A new director of Christopher Newport University's Reiff Center for Human Rights and Conflict Resolution has big plans to put the center on the map.
Suparna Chaudhry, assistant professor of political science, is in her first semester at CNU. Her approach to advancing the work done at the Reiff Center is three-pronged.
The most public-facing is the scheduling of speakers and talks about issues facing societies, such as genocide and nuclear weapons. A recent panel focused on conflict resolution in Iran and North Korea.
On Wednesday, the Reiff Center will host its latest speaker, Mara Revkin, a fellow with the Abdallah S. Kamel Center for the Study of Islamic Law and Civilization at Yale Law School. She conducts fieldwork in Turkey and Iraqi Kurdistan.
Revkin's talk,"Understanding Civilians Under ISIS Control," and the question-and-answer session that follows, will help give those in the audience a better understanding of what's going on across the globe.
"One of the cooler things (Revkin has) found is some people have the means to leave and not live under ISIS, but they're choosing to live under ISIS," Chaudhry said. "That's kind of interesting, because in public discourse we often tend to think 'ISIS is governing by force, by coercion. These poor people have to stay there.'
"So I think if just we can get a better sense of, well, people are choosing to live under ISIS, (and) why is this? We can perhaps start having a more nuanced public debate."

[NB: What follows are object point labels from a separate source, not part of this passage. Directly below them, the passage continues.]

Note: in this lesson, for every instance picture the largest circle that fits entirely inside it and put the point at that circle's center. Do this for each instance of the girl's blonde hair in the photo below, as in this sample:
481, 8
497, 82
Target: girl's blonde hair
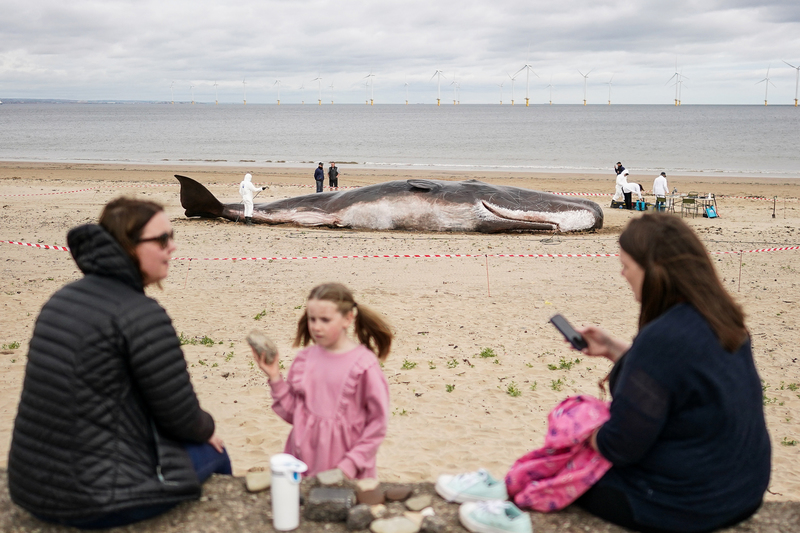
370, 327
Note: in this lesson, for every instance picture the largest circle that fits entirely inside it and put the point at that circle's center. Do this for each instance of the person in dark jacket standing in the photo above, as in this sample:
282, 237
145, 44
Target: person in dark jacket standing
109, 430
687, 438
333, 176
319, 177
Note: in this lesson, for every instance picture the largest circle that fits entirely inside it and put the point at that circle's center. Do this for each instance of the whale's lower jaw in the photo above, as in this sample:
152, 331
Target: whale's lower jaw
572, 219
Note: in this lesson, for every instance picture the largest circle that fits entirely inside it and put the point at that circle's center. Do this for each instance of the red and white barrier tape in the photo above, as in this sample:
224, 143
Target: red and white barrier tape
395, 256
302, 185
34, 245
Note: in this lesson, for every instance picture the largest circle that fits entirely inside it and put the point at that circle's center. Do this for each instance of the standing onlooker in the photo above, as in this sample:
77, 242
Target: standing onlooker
246, 189
660, 190
622, 180
335, 396
333, 176
319, 177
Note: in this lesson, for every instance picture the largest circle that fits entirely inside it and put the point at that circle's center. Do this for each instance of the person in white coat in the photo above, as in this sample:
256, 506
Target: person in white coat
622, 180
628, 189
246, 189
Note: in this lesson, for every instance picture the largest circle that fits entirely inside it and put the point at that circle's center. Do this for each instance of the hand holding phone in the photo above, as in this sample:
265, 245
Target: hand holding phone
575, 339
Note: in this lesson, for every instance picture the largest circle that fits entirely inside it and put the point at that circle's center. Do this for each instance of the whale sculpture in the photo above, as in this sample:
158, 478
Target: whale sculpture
414, 205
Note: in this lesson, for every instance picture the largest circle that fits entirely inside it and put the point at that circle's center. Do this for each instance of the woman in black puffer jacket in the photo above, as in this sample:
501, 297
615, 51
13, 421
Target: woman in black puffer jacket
109, 430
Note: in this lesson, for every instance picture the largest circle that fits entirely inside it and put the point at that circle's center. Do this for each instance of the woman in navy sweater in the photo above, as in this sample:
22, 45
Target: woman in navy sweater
686, 437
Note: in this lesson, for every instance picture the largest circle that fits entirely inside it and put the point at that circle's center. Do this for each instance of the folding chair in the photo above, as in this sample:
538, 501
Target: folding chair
689, 204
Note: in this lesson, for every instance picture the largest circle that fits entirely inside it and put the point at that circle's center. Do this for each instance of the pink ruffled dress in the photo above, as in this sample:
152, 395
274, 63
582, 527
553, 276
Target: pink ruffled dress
338, 405
554, 476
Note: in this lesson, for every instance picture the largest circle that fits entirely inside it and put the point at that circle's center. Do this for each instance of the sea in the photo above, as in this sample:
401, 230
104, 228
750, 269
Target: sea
689, 139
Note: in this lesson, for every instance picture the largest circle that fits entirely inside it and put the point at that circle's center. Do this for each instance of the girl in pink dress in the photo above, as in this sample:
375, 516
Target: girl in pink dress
335, 395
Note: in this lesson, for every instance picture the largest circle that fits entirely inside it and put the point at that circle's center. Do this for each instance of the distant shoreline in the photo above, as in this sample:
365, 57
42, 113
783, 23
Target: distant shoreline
636, 173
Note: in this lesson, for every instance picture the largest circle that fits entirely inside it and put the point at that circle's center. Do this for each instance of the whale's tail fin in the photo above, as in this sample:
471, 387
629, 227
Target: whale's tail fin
197, 200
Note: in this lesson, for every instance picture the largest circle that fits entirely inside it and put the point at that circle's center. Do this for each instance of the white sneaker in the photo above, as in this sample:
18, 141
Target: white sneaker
494, 516
471, 487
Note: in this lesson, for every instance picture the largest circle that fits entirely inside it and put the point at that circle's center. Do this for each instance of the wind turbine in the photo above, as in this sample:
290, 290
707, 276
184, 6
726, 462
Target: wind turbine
679, 83
528, 69
318, 79
512, 86
766, 85
796, 81
550, 86
677, 75
585, 79
372, 85
438, 75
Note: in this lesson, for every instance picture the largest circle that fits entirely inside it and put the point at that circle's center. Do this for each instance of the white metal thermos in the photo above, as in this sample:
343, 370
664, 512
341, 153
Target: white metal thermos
285, 490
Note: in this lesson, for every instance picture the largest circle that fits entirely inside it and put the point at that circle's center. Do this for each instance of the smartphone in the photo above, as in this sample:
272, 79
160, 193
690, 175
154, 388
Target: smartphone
566, 329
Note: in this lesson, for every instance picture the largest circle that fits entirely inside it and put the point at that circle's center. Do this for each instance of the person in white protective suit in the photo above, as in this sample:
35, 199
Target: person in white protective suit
246, 189
622, 180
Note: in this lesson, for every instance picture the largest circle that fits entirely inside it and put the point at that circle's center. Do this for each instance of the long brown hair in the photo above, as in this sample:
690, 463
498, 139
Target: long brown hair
125, 218
677, 269
371, 329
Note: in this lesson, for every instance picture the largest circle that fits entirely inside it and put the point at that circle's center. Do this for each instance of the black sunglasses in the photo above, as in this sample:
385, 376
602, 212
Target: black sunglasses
162, 240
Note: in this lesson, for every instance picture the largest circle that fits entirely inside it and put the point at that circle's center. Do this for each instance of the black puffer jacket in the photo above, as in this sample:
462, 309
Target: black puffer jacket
107, 399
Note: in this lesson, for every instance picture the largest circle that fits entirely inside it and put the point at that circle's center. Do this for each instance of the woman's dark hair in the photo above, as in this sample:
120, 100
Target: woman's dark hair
677, 269
371, 329
125, 218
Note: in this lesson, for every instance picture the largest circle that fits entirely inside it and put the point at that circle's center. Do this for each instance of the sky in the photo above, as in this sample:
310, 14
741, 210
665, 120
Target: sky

Another part of the center's work is professional development for students interested in working in fields such as human rights or environmental justice.
Chaudhry's third, and perhaps most ambitious, goal at the Reiff Center is creating a hub of data and research that policymakers can turn to for information. Some of that work comes from the center's interns, such as senior Josh Dutro.
He and others write for the center's blog to spread their work; Dutro's latest post is titled: "Conflict in Yemen: The World's Forgotten Humanitarian Crisis." Dutro said he switched majors from communications to political science thanks to Reiff Center events that piqued his interest.
Another intern, senior Ilana Lisann, said that her time with the center has helped prepare her for work she hopes to do with the State Department or other government offices.
"The events are very broad, because it's like human rights and conflict resolution, so that can incorporate lots of different things, so I feel like it's just really expanded my horizons," she said.
The center was founded several years ago and endowed by Theodore R. Reiff, a retired doctor, researcher and founder of the Genocide Education Project.
"I think the big deal with Reiff is if you look around the world, there's an awful lot of places where there are human rights violations or incredible partisan conflicts," said Provost David Doughty. "And the Reiff Center is the vehicle for us at CNU to provide leadership in understanding these problems and working to solve them. ...
"We're putting resources behind this because it's a serious problem, and we want CNU to be a voice in bringing about solutions and resolutions to these problems."